DEV Community

sanjay kumar
sanjay kumar

Posted on

Building a Real-Time Voice AI System for a YC-Style Assessment

Freya Voice AI Agent Console (Forward-Deployed Engineering Deep Dive)

As part of a YC-style technical assessment, I built Freya Voice AI Agent Console — a production-grade, real-time voice-to-voice AI system focused on low latency, clean architecture, and real-world constraints.
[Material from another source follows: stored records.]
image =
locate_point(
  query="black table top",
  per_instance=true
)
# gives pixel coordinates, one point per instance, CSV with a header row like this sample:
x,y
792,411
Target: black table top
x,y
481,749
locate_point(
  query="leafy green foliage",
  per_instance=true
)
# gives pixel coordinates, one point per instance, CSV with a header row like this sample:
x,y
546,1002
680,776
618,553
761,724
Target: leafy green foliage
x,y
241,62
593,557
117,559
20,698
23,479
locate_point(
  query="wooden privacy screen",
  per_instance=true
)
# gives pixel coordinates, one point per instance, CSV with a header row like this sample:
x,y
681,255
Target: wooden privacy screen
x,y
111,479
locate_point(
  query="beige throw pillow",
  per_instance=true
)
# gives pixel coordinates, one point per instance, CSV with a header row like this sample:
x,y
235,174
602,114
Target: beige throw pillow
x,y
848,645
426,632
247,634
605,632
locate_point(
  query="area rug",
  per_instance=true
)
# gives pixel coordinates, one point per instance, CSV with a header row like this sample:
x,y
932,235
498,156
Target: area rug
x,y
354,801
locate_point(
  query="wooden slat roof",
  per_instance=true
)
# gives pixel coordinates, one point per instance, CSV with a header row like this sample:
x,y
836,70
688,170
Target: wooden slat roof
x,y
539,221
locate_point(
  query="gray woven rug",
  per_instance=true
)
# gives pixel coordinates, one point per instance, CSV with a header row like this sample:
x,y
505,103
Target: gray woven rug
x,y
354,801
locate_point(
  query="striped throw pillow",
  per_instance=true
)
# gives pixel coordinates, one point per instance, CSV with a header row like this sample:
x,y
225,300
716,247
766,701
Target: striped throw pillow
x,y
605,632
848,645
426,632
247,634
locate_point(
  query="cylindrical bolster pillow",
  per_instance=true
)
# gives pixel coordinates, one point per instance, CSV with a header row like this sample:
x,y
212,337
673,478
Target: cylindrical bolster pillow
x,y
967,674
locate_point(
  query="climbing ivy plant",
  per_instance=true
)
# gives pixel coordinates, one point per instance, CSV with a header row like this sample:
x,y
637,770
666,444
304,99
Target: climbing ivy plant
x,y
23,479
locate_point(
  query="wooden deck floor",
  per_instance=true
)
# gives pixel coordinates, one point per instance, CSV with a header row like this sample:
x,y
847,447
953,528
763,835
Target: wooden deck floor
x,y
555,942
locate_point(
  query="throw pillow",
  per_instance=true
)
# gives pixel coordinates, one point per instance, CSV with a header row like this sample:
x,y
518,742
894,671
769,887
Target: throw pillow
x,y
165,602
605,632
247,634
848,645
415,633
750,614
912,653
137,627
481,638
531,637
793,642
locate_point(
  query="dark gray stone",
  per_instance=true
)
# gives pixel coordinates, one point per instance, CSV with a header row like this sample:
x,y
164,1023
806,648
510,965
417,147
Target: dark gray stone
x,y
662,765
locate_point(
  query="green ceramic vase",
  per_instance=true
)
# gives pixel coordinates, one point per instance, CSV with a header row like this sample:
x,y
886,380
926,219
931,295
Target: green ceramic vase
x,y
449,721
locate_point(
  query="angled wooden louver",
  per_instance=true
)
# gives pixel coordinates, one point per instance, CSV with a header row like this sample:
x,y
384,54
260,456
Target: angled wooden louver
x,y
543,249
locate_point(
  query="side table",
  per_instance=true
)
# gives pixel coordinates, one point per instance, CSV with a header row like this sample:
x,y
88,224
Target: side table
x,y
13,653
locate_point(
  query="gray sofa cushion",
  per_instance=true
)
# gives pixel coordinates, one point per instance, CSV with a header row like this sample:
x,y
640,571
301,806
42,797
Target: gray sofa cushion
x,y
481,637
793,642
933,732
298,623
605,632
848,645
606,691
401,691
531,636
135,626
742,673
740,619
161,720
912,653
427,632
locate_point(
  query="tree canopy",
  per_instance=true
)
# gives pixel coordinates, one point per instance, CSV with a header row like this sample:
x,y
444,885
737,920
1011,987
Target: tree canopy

The goal wasn’t just to “make it work”, but to design something that feels forward-deployable: a system you could realistically ship, iterate on, and operate.

👉 Source code:
https://github.com/05sanjaykumar/Freya-Voice-YC25-Assessment


🎯 What Was Built

Freya is a real-time conversational voice AI that supports:

  • Bidirectional voice-to-voice conversations
  • Sub-200ms latency streaming
  • Prompt versioning via a web console
  • Session metrics and analytics
  • Fully Dockerized deployment

The project was built in 3 days, prioritizing voice pipelines over chat UIs, similar to real YC engineering evaluations.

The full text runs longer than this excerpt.